Por ello desconcierta el duro e injusto embate que ha emprendido el presidente de la República en su contra, acusándola de ser “de derecha, neoliberal y de promover el egoísmo y el individualismo”; de no haber “estado a la altura de las circunstancias” y de no haber hecho frente a las políticas económicas que él denomina como neoliberales.
El argumento presidencial es contradictorio en sí mismo: su política macroeconómica es similar a la de los gobiernos de los últimos 35 años; y en lo micro, ha radicalizado la visión individualista de la economía, asumiendo que es mediante el reparto directo y no condicionado de dinero a las personas, como se promueve un mercado interno dinámico.
Pese a todo, aun cuando lo anterior es de la mayor relevancia, pasa a segundo plano si se considera la posición desde la que el presidente arremete en contra de la UNAM. Su argumentación se plantea desde una pretendida superioridad moral, desde la que se presupone que la Universidad más importante del país debe tomar postura respecto de un proyecto personal y la visión particular del poder que él ha planteado al país.
Si la UNAM hiciera tal cosa, bien podría exigírsele que lo haga respecto de los proyectos que habrán de venir en el futuro. Lo cual constituye un absurdo, desde el punto de vista que se le piense.
Por el contrario, la Universidad Nacional, y todas las universidades públicas del país, tienen la obligación, desde el ejercicio responsable de su autonomía, de ser siempre una mirada crítica frente al poder; lo encabece quien lo encabece. Las universidades tienen el mandato de ser espacios de pluralidad, tolerancia y apertura a todas las visiones y a todas las miradas, porque no hay asignación aceptable de un carácter moral superior a ninguna postura o visión del conocimiento.
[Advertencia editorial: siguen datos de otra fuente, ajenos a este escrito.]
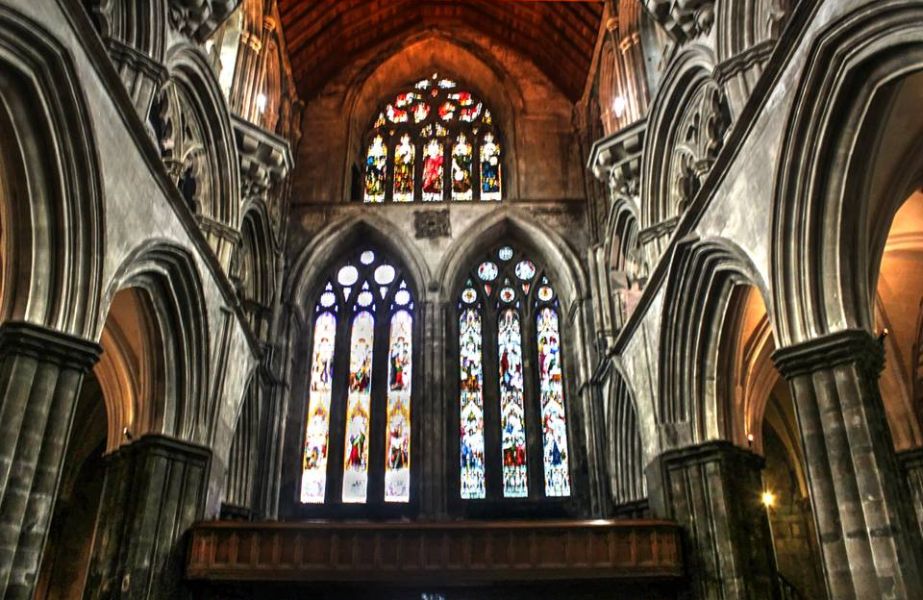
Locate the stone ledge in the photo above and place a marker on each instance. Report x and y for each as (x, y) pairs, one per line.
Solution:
(448, 553)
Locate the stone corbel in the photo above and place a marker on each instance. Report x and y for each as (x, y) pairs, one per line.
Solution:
(616, 161)
(683, 19)
(198, 19)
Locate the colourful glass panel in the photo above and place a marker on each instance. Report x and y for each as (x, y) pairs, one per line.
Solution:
(472, 405)
(404, 155)
(356, 467)
(314, 467)
(554, 420)
(433, 171)
(461, 169)
(512, 406)
(490, 168)
(397, 451)
(376, 170)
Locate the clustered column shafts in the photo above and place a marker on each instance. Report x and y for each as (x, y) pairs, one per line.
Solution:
(864, 519)
(41, 371)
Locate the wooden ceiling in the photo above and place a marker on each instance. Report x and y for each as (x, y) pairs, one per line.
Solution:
(323, 36)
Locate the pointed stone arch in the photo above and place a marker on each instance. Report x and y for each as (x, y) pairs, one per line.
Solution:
(52, 217)
(166, 277)
(702, 279)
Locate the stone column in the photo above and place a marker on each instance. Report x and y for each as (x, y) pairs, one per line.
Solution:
(868, 542)
(155, 488)
(713, 490)
(912, 462)
(41, 372)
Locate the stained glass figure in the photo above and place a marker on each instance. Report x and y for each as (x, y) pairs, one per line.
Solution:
(490, 168)
(314, 464)
(433, 171)
(512, 406)
(471, 387)
(358, 409)
(397, 449)
(404, 155)
(410, 140)
(376, 170)
(488, 271)
(554, 421)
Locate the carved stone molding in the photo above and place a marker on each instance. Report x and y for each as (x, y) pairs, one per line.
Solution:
(431, 224)
(683, 19)
(198, 19)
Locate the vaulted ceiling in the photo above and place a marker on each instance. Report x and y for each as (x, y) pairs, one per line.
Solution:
(323, 36)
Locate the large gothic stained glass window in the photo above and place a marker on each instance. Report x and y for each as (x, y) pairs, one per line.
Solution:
(509, 325)
(434, 142)
(358, 432)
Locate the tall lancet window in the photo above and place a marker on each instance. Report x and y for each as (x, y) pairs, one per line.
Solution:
(435, 141)
(512, 409)
(359, 406)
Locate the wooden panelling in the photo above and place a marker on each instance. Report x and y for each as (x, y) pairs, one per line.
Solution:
(445, 552)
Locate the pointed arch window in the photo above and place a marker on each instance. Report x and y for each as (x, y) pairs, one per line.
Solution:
(512, 411)
(358, 433)
(434, 141)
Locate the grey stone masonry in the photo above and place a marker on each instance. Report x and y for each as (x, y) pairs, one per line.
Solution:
(713, 490)
(153, 491)
(868, 540)
(41, 372)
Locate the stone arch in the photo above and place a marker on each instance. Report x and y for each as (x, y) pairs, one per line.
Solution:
(51, 189)
(256, 269)
(244, 454)
(305, 280)
(193, 124)
(569, 277)
(687, 124)
(702, 278)
(625, 451)
(166, 277)
(845, 169)
(468, 63)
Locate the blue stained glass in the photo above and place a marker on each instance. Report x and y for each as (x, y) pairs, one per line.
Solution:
(471, 387)
(554, 420)
(512, 406)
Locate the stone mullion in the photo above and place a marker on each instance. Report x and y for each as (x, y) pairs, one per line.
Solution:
(42, 371)
(863, 515)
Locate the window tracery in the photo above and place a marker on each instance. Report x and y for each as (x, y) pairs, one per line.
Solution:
(358, 431)
(511, 411)
(435, 142)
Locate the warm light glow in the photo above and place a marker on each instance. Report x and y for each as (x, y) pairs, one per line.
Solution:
(619, 105)
(768, 499)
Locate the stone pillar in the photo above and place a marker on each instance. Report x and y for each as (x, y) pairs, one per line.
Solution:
(155, 488)
(868, 542)
(41, 372)
(713, 490)
(912, 462)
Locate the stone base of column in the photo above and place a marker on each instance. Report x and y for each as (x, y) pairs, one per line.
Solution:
(714, 490)
(154, 490)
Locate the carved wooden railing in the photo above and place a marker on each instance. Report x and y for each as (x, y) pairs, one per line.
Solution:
(423, 552)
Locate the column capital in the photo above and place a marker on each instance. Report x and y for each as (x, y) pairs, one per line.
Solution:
(831, 350)
(42, 343)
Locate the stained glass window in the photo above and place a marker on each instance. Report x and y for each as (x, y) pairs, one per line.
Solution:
(314, 473)
(509, 301)
(435, 142)
(358, 409)
(471, 386)
(365, 299)
(397, 453)
(551, 392)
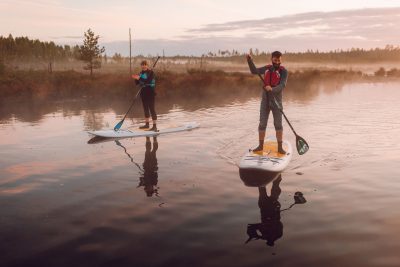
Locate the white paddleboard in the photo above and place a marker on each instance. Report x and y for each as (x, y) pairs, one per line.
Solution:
(269, 159)
(123, 133)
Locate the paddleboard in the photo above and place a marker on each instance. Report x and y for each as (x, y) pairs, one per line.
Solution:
(124, 133)
(269, 159)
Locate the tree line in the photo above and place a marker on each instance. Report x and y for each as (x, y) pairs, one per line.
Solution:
(25, 48)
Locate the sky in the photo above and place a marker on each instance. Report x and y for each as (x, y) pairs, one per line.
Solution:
(198, 26)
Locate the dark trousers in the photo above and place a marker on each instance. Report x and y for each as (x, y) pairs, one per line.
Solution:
(148, 100)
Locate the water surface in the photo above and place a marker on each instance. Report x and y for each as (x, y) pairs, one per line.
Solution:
(179, 200)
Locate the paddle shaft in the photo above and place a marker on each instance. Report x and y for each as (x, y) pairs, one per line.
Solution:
(133, 102)
(277, 104)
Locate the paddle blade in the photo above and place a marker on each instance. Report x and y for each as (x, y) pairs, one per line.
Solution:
(119, 124)
(302, 146)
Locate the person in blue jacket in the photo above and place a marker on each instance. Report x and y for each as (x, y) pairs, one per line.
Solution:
(146, 79)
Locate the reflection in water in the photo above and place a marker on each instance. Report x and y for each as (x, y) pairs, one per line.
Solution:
(149, 175)
(149, 169)
(271, 228)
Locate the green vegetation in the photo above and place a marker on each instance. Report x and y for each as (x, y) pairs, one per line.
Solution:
(90, 52)
(23, 48)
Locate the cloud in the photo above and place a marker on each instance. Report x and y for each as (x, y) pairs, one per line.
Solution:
(362, 28)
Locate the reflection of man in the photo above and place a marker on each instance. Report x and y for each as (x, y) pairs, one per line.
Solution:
(271, 227)
(149, 178)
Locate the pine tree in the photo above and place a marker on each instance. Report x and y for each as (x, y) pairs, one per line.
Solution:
(90, 52)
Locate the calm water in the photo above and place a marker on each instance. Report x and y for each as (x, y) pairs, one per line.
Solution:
(180, 201)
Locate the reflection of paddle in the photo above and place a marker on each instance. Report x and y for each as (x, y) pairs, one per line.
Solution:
(118, 143)
(298, 199)
(301, 144)
(119, 124)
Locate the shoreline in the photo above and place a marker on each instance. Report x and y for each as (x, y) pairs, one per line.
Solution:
(196, 83)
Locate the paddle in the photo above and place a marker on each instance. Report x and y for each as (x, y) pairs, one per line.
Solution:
(119, 124)
(301, 144)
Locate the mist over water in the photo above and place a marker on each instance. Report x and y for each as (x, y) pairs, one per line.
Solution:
(178, 200)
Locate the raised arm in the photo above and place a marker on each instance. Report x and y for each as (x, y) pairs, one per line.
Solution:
(253, 68)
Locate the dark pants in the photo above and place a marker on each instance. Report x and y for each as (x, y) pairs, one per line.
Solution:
(265, 108)
(148, 101)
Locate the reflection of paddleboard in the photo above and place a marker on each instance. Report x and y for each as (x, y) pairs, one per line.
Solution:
(256, 177)
(269, 159)
(138, 133)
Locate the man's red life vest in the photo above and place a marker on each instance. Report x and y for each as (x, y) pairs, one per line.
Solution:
(272, 78)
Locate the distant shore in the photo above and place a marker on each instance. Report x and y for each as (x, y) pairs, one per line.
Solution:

El presidente, en este tema, tiene una visión errónea, porque parte del equívoco platónico de suponer que aquello que es bueno, por definición es verdadero, y viceversa. Frente a ese despropósito, Nietzsche nos alertó con razón que, en esos términos, debe comprenderse que ni el bien ni el mal existen; y que más nos vale ser capaces de enfrentar con valor el mandato de llegar a ser quienes estamos llamados a ser.
Y esto lleva de vuelta al principio de este texto: la Universidad debe hacer caso de su vocación más profunda, que es a la vez la más auténtica, y que le ha permitido pervivir a lo largo de las décadas: ser un espacio indeclinable de saber, de ciencia y sobre todas las cosas, de libertad.